Thursday, July 12, 2007

things you should know about vacation

well, i know that a lot of people out there reckon that vacations are the best part of their life. But, really, who of us has ever had a vacation?
Ever really wondered what it would be like to have a TRUE vacation, where you can literally DO NOTHING AT ALL? No kids, relatives, nagging about how you should be doing something useful with your time, taking out your girlfriend/wife for dinner/dancing/excursions and then having to subject yourself to a post-mortem assessment of the whole thing just because some detail didn't go as planned? In a very real sense, it would be a vacation, a very real one. So would you do it?
I've had a few of those and, quite frankly, i'd be happier never to have them again.
It's great to have a few days or a week off and, in truth, a week's vacation is a lot more refreshing than a month.
why is this? because a week of relaxation gives you time to not stress about things, visit a few token relatives and enjoy yourself while you realise the value of what you have in terms of freedom and enjoyment. A week is just long enough for you to do nothing at all as an excuse of just relaxing and enjoying versus a month where people start nagging you to do something practically from day one. also, a true vacation can be a lot more boring over long periods of time where even you start nagging yourself into doing something after a while because you are...so...BORED!
A period longer than two weeks' vacation gives you no time at all to relax. the nag factor is part of it, your brain starts melting down for lack of anything interesting to do and after a few days you try to find something to do to occupy your time. most of the interesting things you can do during your vacation take some time to learn about, so if you're at university and you spend your time learning about more stuff, it does not fall into break-time category anymore.
that and, well, after a few weeks your brain will do ANYTHING to keep itself from becoming neural play-do. so it starts to focus on memories, starting with those that are the most intense. most of my intense memories fall into the 'bad trip' category. as a result, i become moody, irritable and a bit depressed, not exactly a picture of perfection incarnate. of course, I'm not alone in this. This, of course, does not help my thinking dark thoughts (most intentional man-made disasters occurs because some random guy/girl had too much time on their hands. look at Joan of arc and dare to disagree). Then your brain turns to current woes and boy, does the fun start then. The past has nothing on the future in terms of thoughts of impending doom. result: if you know you have a 2-week + vacation, you start stressing from day 3. and anything you want to do during your vacation, well, vacations are procrastination central, anything you REALLY have to get done during your vacation, you're likely to wait until the last day. such is the sad truth of vacations: they stress you out so badly you WANT to go back to work (at least in my case) just to relax again as you wanted to in the first place... i can't wait 'til the end of this break.
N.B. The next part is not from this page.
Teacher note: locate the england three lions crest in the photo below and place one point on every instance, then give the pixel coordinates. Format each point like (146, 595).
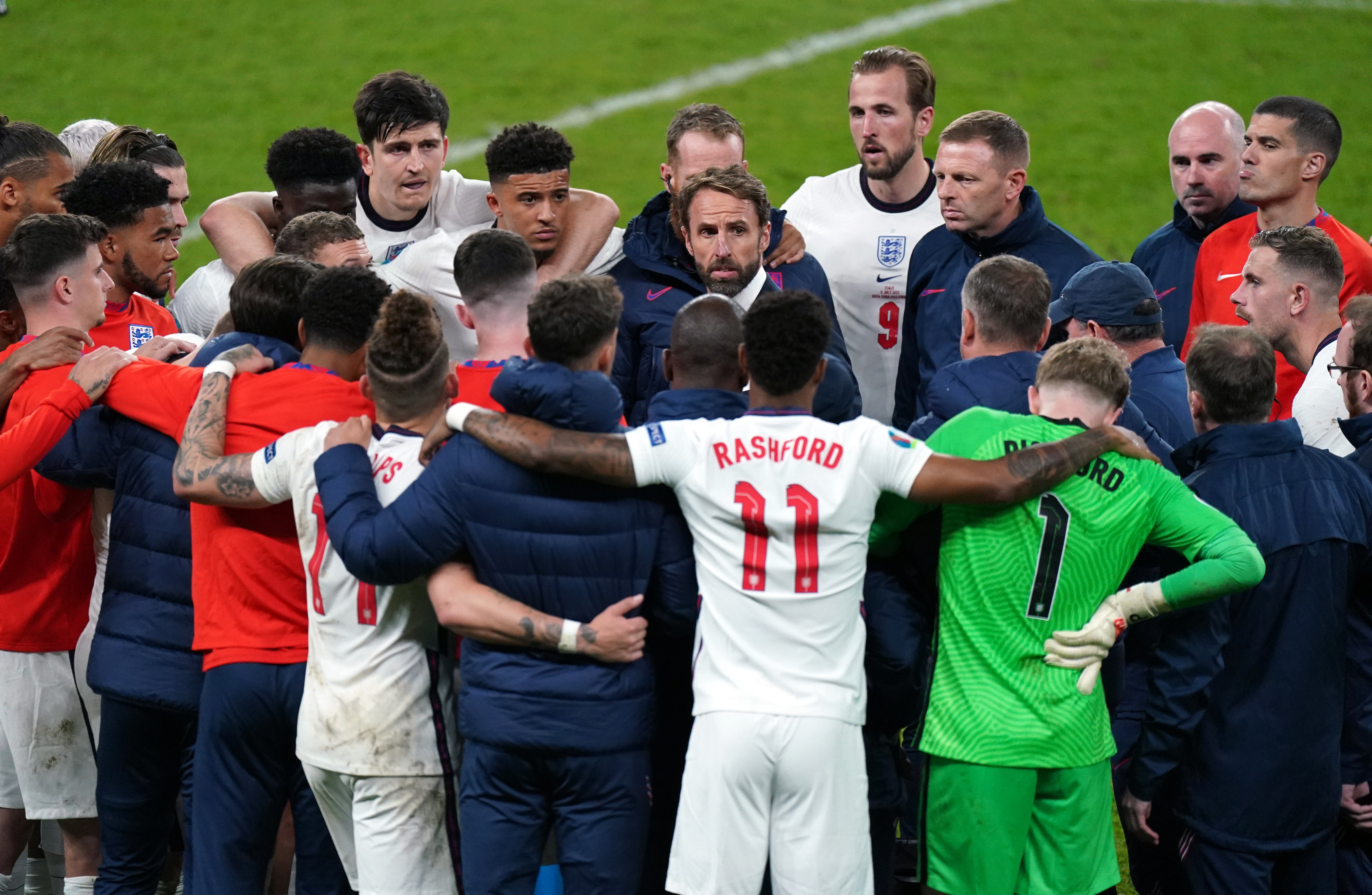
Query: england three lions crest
(891, 250)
I'm fed up and want to learn shit again, get in touch with my friends again, feel ALIVE again.
i'm bored and ranting, if you haven't noticed. if you have read this far, thank you, for you are a better person than i'll maybe ever aspire to be.

p.s.: the sad truth is, i've spent most of my most relaxing vacation time in my university's library. That is the secret: you want to relax during your summer break, find a university library, sit down and don't get up until you have to go to work/lectures again. it will be, by far, more relaxing and free of consequence than anything you could ever do.